Penahanan Aditya dilakukan beberapa hari setelah visa mahasiswanya dicabut secara tiba-tiba. Pria 33 tahun itu diduga ditangkap karena mengikuti aksi protes terkait kematian George Loyd yang memicu gerakan Black Lives Matter pada 2021.
Saat ini, Aditya masih ditahan di Kandiyohi County Jail, Marshall, Minnesota. Pihak Kemlu dan Kementerian Hukum disebut telah melakukan pendampingan untuk Aditya.
"Indonesia harus menunjukkan bahwa kita serius dalam memperjuangkan hak-hak hukum setiap warga negara, apalagi ketika menghadapi sistem hukum asing yang memiliki dinamika dan tantangan tersendiri. Pendampingan hukum harus dilakukan secara intens dan profesional," tutur Junico.

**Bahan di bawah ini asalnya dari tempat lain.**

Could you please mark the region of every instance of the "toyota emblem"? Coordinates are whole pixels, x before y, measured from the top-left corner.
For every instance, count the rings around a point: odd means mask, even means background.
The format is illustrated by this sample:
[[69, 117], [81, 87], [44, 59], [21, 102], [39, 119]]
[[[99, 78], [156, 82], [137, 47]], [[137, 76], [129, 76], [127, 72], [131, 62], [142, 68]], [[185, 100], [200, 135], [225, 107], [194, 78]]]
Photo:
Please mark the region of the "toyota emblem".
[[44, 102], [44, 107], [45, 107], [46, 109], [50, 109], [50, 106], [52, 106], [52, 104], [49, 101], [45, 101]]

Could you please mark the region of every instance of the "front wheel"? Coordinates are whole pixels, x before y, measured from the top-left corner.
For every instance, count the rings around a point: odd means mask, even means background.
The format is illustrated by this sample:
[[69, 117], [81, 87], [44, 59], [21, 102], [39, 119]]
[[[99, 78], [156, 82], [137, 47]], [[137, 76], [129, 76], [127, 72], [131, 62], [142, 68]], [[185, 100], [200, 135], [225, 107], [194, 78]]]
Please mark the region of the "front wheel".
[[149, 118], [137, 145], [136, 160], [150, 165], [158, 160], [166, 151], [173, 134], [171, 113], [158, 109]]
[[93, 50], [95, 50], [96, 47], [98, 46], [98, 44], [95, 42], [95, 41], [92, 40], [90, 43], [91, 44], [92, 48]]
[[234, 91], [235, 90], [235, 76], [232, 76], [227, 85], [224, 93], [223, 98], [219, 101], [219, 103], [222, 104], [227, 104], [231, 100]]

Adapun, Aditya juga pernah tercatat mendapat gugatan hukum karena melakukan tindak perusakan properti yang masuk fourth degree offense saat melakukan aksi protes. Ia ditangkap dalam demonstrasi setelah diberlakukan jam malam di Minnesota. Aditya juga telah menjalani persidangan dan diputuskan bebas dengan jaminan.
Aditya sebelumnya memegang visa pelajar F-1 dan telah menyelesaikan gelar masternya di Southwest Minnesota State University pada 2023. Saat visanya dicabut, Aditya sebenarnya tengah menanti proses permanen tinggal di AS melalui pengajuan kartu hijau (green card) usai menikah dengan warga setempat.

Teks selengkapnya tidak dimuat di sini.